先日、伊豆山神社で「源実朝を偲ぶ仲秋の名月伊豆山歌会」があった。たまたま来客の方から投稿のお誘いがあったので、急遽短歌を作り二首投稿した。そのうちの一首
クレオパトラの湯浴み見て来た十五夜の月ぞわれらの部屋を覗きぬ
が、選者である大森靜佳先生から天位をいただいた。私の短歌は置いておくとして、靜佳先生からいただいた色紙の短歌の解読が難しい。てのひら(手の平、掌)に深さなどないし、「それを知るための一生」も意味不明。「月に向って泳ぐ者なし」もロケットに乗ったとしても、水もないから泳げるはずもなく当たりまえ過ぎる。しかし、そう断定してしまっては話にならない。そこで、深読みが必要になる。

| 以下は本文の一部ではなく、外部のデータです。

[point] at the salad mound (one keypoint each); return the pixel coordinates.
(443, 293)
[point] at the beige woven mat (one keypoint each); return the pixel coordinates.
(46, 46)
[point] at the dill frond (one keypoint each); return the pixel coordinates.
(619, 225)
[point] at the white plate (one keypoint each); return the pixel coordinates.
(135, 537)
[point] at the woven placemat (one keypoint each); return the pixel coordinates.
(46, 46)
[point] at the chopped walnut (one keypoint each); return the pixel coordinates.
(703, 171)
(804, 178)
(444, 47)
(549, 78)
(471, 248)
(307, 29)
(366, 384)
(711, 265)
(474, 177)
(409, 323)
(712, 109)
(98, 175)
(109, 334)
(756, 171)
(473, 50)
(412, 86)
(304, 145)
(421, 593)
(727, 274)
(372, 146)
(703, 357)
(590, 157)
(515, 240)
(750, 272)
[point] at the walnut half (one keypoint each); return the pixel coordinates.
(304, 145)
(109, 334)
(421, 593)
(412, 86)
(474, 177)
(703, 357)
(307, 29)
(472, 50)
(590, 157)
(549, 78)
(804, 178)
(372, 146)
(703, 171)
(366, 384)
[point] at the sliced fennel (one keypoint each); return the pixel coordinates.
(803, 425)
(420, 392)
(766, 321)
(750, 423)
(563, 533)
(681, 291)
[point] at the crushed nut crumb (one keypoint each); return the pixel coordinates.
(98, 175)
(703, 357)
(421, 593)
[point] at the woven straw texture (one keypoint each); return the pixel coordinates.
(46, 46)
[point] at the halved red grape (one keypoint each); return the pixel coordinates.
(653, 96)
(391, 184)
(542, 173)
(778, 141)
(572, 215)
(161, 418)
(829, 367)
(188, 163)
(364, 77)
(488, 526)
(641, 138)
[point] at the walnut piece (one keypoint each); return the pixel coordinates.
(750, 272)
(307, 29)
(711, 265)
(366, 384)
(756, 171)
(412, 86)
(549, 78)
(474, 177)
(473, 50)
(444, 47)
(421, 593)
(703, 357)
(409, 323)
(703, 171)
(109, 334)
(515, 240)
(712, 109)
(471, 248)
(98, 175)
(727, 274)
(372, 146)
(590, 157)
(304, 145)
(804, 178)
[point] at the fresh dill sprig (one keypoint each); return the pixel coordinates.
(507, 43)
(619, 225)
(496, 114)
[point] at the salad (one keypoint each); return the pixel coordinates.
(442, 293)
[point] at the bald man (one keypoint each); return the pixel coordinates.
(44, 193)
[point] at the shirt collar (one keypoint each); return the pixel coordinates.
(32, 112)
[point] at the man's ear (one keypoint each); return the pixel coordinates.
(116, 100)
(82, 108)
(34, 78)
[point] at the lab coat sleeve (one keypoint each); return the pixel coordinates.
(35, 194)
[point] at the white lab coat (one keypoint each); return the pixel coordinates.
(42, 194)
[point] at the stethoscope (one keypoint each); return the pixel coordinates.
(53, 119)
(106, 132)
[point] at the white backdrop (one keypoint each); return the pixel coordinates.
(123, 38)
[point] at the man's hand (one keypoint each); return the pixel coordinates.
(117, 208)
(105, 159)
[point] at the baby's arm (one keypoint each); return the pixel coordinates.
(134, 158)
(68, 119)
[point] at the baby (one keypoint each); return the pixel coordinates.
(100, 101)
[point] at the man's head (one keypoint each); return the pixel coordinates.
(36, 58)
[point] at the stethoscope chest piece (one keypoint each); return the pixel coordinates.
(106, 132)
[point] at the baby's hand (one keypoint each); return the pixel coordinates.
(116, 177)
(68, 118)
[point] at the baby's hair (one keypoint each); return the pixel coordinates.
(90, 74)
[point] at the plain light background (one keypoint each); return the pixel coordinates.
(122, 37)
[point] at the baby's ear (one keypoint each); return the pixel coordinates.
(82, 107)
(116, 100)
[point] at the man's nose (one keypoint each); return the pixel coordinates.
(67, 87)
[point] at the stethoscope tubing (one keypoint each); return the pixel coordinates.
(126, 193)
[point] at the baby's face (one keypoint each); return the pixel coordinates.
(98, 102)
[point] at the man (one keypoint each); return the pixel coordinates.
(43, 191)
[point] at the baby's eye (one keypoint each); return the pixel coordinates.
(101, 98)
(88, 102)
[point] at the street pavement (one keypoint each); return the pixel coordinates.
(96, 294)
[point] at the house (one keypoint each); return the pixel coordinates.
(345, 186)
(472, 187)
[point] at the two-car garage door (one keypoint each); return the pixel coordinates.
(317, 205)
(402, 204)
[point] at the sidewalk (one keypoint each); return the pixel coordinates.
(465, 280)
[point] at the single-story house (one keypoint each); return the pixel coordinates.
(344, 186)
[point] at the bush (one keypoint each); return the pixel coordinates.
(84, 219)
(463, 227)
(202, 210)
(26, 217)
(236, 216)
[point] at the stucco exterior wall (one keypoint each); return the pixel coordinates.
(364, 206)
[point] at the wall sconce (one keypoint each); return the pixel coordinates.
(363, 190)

さて、一生をかけて知らねばならないことが「掌の深さ」なのであろう。これは、哲学的命題かもしれない。例えば「私とは何か」「私は何をするために生まれて来たのか」「神仏は、存在するか」「愛とは何か」「美とは何か」「何故人間は戦争をするのか」等々、人によって他にも様々な命題があるだろう。
最後の七七に突然「月に向って泳ぐ者なし」とあるわけだが、作者はこれを肯定的かそれとも否定的に捉えているのか、は不明である。前の五七五は、自分のこと。後の七七は、他者、社会のことではないのか。悲嘆といえば大袈裟だが、否定的に見ていると考えて良いだろう。月へ泳ぐような実に困難なこと、例えば 先の哲学的命題も含めて「核兵器をなくす」「戦争をなくす」「平和裏に社会を変革する」いずれにしても、作者が人類をそして社会を嘆いている、と考えるのはどうだろうか。